Small town living includes not just more awareness about the weather and the environment in general, but also things like corn mazes, including Mike's Maze in Sutherland, which has a cool theme to it every year. This time it's The Odysessy, and you go from clue to clue, reading descriptions of different parts of the story. There's a spud gun, that shoots potatoes across the field, 2 bucks for three spuds. There's a pretty good grill for burgers and fries, and a few other things for kids of all ages. Really well done and I'm sorry I missed Louis Armstrong last year, which apparently had musical clues.

On another recent weekend we went to the open house at the Northampton Fire Department, and climbed inside an ambulance and a ladder truck and a hose truck, whatever it's called. We met a lot of safety folks and saw a ton of very excited small children. We watched while the firemen demonstrated how to extinguish a fire in your oven or on your burner. And we watched them suit up when they got a call and take off. Apparently they were responding to a call about smoke in a house.
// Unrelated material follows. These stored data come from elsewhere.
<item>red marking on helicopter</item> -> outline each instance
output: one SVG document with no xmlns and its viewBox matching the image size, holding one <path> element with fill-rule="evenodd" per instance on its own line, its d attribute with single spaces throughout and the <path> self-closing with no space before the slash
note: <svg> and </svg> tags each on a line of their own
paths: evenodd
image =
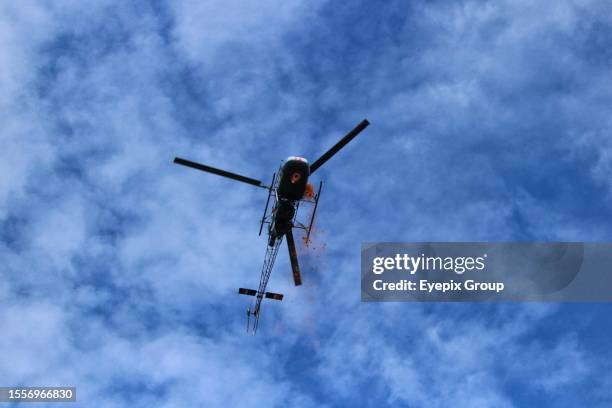
<svg viewBox="0 0 612 408">
<path fill-rule="evenodd" d="M 314 186 L 310 183 L 306 184 L 306 191 L 304 191 L 304 198 L 313 198 L 315 196 Z"/>
</svg>

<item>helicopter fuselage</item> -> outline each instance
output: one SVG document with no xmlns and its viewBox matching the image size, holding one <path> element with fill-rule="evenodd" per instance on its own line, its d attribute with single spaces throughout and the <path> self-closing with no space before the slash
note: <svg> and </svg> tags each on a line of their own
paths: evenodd
<svg viewBox="0 0 612 408">
<path fill-rule="evenodd" d="M 278 198 L 290 201 L 301 200 L 306 191 L 310 176 L 310 166 L 306 159 L 291 156 L 285 160 L 279 174 Z"/>
<path fill-rule="evenodd" d="M 304 197 L 310 176 L 306 159 L 292 156 L 285 160 L 279 172 L 276 206 L 272 209 L 270 245 L 293 226 L 296 203 Z"/>
</svg>

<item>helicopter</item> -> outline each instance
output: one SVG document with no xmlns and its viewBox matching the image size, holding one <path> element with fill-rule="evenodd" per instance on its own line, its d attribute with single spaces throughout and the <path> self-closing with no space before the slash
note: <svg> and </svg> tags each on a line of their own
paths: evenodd
<svg viewBox="0 0 612 408">
<path fill-rule="evenodd" d="M 332 148 L 330 148 L 312 164 L 309 164 L 305 158 L 300 156 L 288 157 L 281 163 L 279 169 L 272 175 L 272 182 L 270 185 L 265 185 L 262 181 L 257 179 L 232 173 L 226 170 L 221 170 L 191 160 L 180 157 L 174 158 L 175 164 L 212 173 L 235 181 L 240 181 L 255 187 L 266 189 L 268 191 L 268 199 L 266 200 L 264 213 L 259 226 L 259 235 L 261 236 L 264 225 L 266 226 L 268 235 L 268 245 L 266 247 L 264 263 L 261 269 L 259 288 L 257 290 L 245 288 L 238 289 L 239 294 L 254 296 L 256 299 L 255 305 L 247 308 L 247 332 L 252 331 L 253 335 L 257 332 L 261 312 L 261 302 L 264 298 L 283 300 L 284 295 L 266 291 L 268 281 L 274 267 L 274 262 L 278 255 L 283 238 L 287 239 L 287 248 L 289 250 L 293 282 L 295 286 L 302 284 L 300 266 L 295 248 L 295 240 L 293 237 L 293 229 L 303 230 L 306 233 L 304 242 L 310 242 L 310 233 L 314 223 L 317 207 L 319 205 L 321 189 L 323 188 L 323 181 L 319 181 L 319 186 L 315 193 L 312 184 L 308 183 L 309 177 L 329 159 L 331 159 L 332 156 L 338 153 L 340 149 L 346 146 L 359 133 L 361 133 L 369 124 L 370 122 L 368 122 L 367 119 L 362 120 L 357 126 L 355 126 L 355 128 L 348 132 Z M 270 207 L 271 201 L 272 206 Z M 310 220 L 306 224 L 298 221 L 297 218 L 300 204 L 309 204 L 313 206 Z M 270 211 L 268 211 L 269 209 Z M 251 317 L 254 319 L 252 323 Z"/>
</svg>

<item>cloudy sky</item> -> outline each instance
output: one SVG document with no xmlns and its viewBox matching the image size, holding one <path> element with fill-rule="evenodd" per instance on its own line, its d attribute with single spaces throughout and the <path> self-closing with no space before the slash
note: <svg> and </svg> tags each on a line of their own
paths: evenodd
<svg viewBox="0 0 612 408">
<path fill-rule="evenodd" d="M 362 304 L 363 241 L 611 241 L 607 0 L 0 5 L 0 386 L 79 407 L 610 406 L 606 304 Z M 269 180 L 326 182 L 245 333 Z"/>
</svg>

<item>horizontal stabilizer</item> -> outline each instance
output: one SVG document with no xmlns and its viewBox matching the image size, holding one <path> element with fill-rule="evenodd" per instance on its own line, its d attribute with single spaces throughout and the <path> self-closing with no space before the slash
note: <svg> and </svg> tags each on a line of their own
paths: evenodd
<svg viewBox="0 0 612 408">
<path fill-rule="evenodd" d="M 280 293 L 266 292 L 266 299 L 283 300 L 283 295 Z"/>
<path fill-rule="evenodd" d="M 245 289 L 245 288 L 238 289 L 238 293 L 241 294 L 241 295 L 247 295 L 247 296 L 255 296 L 255 295 L 257 295 L 257 291 L 256 290 Z"/>
</svg>

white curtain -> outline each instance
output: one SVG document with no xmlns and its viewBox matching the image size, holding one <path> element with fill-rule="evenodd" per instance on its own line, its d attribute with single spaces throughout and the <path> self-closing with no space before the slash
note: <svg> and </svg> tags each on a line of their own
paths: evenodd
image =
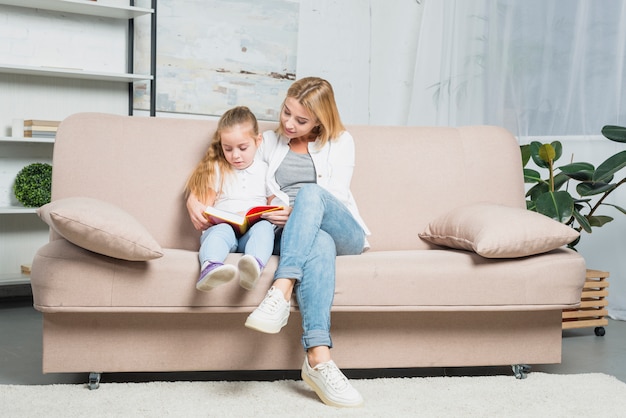
<svg viewBox="0 0 626 418">
<path fill-rule="evenodd" d="M 425 0 L 410 125 L 518 137 L 626 125 L 622 0 Z"/>
</svg>

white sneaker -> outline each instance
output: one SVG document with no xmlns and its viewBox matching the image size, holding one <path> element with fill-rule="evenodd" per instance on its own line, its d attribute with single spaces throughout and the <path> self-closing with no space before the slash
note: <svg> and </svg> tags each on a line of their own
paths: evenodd
<svg viewBox="0 0 626 418">
<path fill-rule="evenodd" d="M 326 405 L 340 408 L 363 405 L 361 394 L 332 360 L 312 368 L 305 357 L 301 376 Z"/>
<path fill-rule="evenodd" d="M 290 308 L 291 302 L 285 300 L 283 292 L 272 286 L 263 302 L 246 319 L 246 327 L 267 334 L 277 334 L 287 325 Z"/>
<path fill-rule="evenodd" d="M 254 289 L 261 276 L 261 264 L 256 257 L 246 254 L 237 263 L 239 268 L 239 285 L 246 290 Z"/>
</svg>

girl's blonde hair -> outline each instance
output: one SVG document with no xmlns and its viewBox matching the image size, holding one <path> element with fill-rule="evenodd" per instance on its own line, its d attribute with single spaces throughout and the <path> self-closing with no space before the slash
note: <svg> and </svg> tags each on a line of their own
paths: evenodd
<svg viewBox="0 0 626 418">
<path fill-rule="evenodd" d="M 209 148 L 187 180 L 186 195 L 193 193 L 198 200 L 207 203 L 210 190 L 215 187 L 215 182 L 218 179 L 218 173 L 220 174 L 219 189 L 222 189 L 224 177 L 233 173 L 233 168 L 226 160 L 222 149 L 222 132 L 236 125 L 245 124 L 250 126 L 250 136 L 256 141 L 259 136 L 259 124 L 249 108 L 237 106 L 222 115 L 217 122 L 217 129 L 213 134 Z M 215 190 L 215 192 L 219 193 L 220 190 Z"/>
<path fill-rule="evenodd" d="M 331 139 L 338 138 L 346 130 L 341 123 L 335 94 L 328 81 L 319 77 L 301 78 L 289 87 L 287 97 L 296 99 L 317 118 L 319 125 L 313 128 L 313 133 L 317 134 L 320 147 Z M 285 102 L 282 104 L 284 106 Z M 285 133 L 282 124 L 279 124 L 277 131 L 279 134 Z"/>
</svg>

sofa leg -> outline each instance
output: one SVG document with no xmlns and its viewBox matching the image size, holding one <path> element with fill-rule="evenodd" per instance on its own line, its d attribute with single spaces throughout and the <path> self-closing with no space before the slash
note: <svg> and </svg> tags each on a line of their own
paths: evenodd
<svg viewBox="0 0 626 418">
<path fill-rule="evenodd" d="M 101 373 L 96 373 L 96 372 L 89 373 L 89 384 L 87 385 L 89 390 L 98 389 L 100 387 L 101 377 L 102 377 Z"/>
<path fill-rule="evenodd" d="M 513 374 L 515 374 L 516 379 L 526 379 L 530 372 L 530 366 L 528 364 L 514 364 L 511 368 L 513 369 Z"/>
</svg>

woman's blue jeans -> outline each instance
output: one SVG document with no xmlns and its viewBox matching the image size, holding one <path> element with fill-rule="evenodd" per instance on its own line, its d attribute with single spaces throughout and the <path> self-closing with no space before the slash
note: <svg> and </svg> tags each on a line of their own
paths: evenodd
<svg viewBox="0 0 626 418">
<path fill-rule="evenodd" d="M 335 258 L 363 252 L 365 232 L 348 208 L 317 184 L 303 186 L 282 230 L 276 279 L 295 279 L 302 345 L 332 347 Z"/>
<path fill-rule="evenodd" d="M 198 258 L 200 265 L 205 261 L 224 262 L 228 253 L 244 253 L 257 257 L 267 264 L 274 248 L 274 225 L 259 221 L 252 225 L 239 239 L 233 228 L 226 224 L 213 225 L 200 237 Z"/>
</svg>

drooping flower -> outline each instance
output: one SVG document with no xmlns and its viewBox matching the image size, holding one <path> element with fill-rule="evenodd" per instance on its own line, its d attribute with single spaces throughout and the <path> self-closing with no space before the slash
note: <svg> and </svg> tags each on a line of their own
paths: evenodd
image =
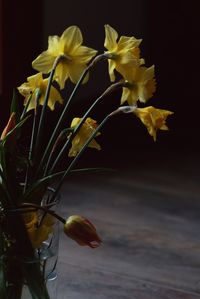
<svg viewBox="0 0 200 299">
<path fill-rule="evenodd" d="M 34 248 L 39 248 L 53 231 L 55 218 L 46 214 L 42 220 L 39 219 L 37 212 L 24 213 L 25 226 Z"/>
<path fill-rule="evenodd" d="M 35 109 L 36 107 L 36 92 L 40 91 L 39 105 L 43 105 L 45 92 L 47 89 L 48 78 L 43 79 L 42 73 L 37 73 L 36 75 L 30 76 L 27 78 L 28 82 L 23 83 L 18 87 L 19 92 L 25 97 L 24 105 L 26 105 L 29 100 L 30 95 L 32 94 L 30 104 L 27 110 Z M 54 110 L 55 103 L 63 103 L 63 99 L 58 92 L 58 90 L 51 86 L 48 106 L 51 110 Z"/>
<path fill-rule="evenodd" d="M 104 46 L 108 50 L 105 54 L 108 57 L 108 69 L 111 82 L 115 81 L 114 70 L 125 76 L 127 70 L 135 68 L 144 63 L 140 59 L 139 44 L 141 39 L 135 37 L 121 36 L 119 41 L 117 31 L 110 25 L 105 25 Z"/>
<path fill-rule="evenodd" d="M 156 141 L 157 130 L 168 130 L 166 119 L 169 115 L 173 114 L 172 111 L 157 109 L 153 106 L 135 108 L 133 112 L 146 126 L 154 141 Z"/>
<path fill-rule="evenodd" d="M 102 242 L 94 225 L 88 219 L 79 215 L 70 216 L 66 220 L 64 232 L 81 246 L 96 248 Z"/>
<path fill-rule="evenodd" d="M 87 63 L 97 51 L 82 46 L 83 37 L 77 26 L 68 27 L 61 37 L 49 36 L 48 49 L 42 52 L 33 62 L 32 66 L 39 72 L 48 74 L 57 57 L 62 57 L 56 70 L 55 80 L 63 89 L 68 78 L 77 83 Z M 87 81 L 87 78 L 83 83 Z"/>
<path fill-rule="evenodd" d="M 125 79 L 128 86 L 123 87 L 121 104 L 128 102 L 130 106 L 139 100 L 146 103 L 156 91 L 156 80 L 154 78 L 154 65 L 149 68 L 138 67 L 127 72 Z"/>
<path fill-rule="evenodd" d="M 76 127 L 80 123 L 80 121 L 81 118 L 75 117 L 72 120 L 71 127 Z M 94 119 L 88 117 L 72 140 L 72 147 L 68 154 L 69 157 L 75 157 L 78 154 L 78 152 L 80 152 L 83 145 L 94 133 L 96 128 L 97 128 L 97 122 Z M 100 133 L 98 132 L 96 136 L 98 136 L 99 134 Z M 88 147 L 95 148 L 97 150 L 101 149 L 100 145 L 96 142 L 95 139 L 93 139 L 89 143 Z"/>
</svg>

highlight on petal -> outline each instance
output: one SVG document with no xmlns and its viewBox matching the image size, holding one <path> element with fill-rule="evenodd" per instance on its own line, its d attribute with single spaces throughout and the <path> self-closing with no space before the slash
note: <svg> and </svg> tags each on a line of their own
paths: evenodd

On Monday I casually asked someone I work with how her weekend was, and she said, "fine, except I turned on the furnace for the first time in my new apartment and the room filled with smoke." Small town, huh?

Then we went over to the agricultural open house at Smith Vocational High School. We patted the cows and horses and Lily would not leave the rabbit cages. She went on a hay ride and the whole time she talked about what she would study if she went there (there's quite a range of areas). The first time she said it I had to bite my tongue and not inflict her with my class issues. My kid's not going to a vocational high school! I thought. She's going on to an academic school. I'm not proud of my reaction -- hey, she can be anything she wants to be, right? -- but there it is. I've met great people here who are farmers and health technicians and hair stylists and auto body workers, and if Lily can find happiness at Smith Voc, god bless her, I'll support that.

I mean, I'm the one who has always told her that she doesn't have to go to college, which is probably my reaction to feeling like I had to go, when I really wasn't ready. (I lasted one semester at Johns Hopkins before I packed it in and took off to work on crew at Farm and Wilderness for six months.) And I mean it too, she doesn't, although that doesn't mean she can sit around the house eating Oreos all day. She'll have to get a job and pay rent. Dropping out of college was the best thing I did at the time. When I finally went back I knew what my alternatives were, and that motivated me. So now with Lily I have to honor and respect her choices, and that's all I'm going to say about that.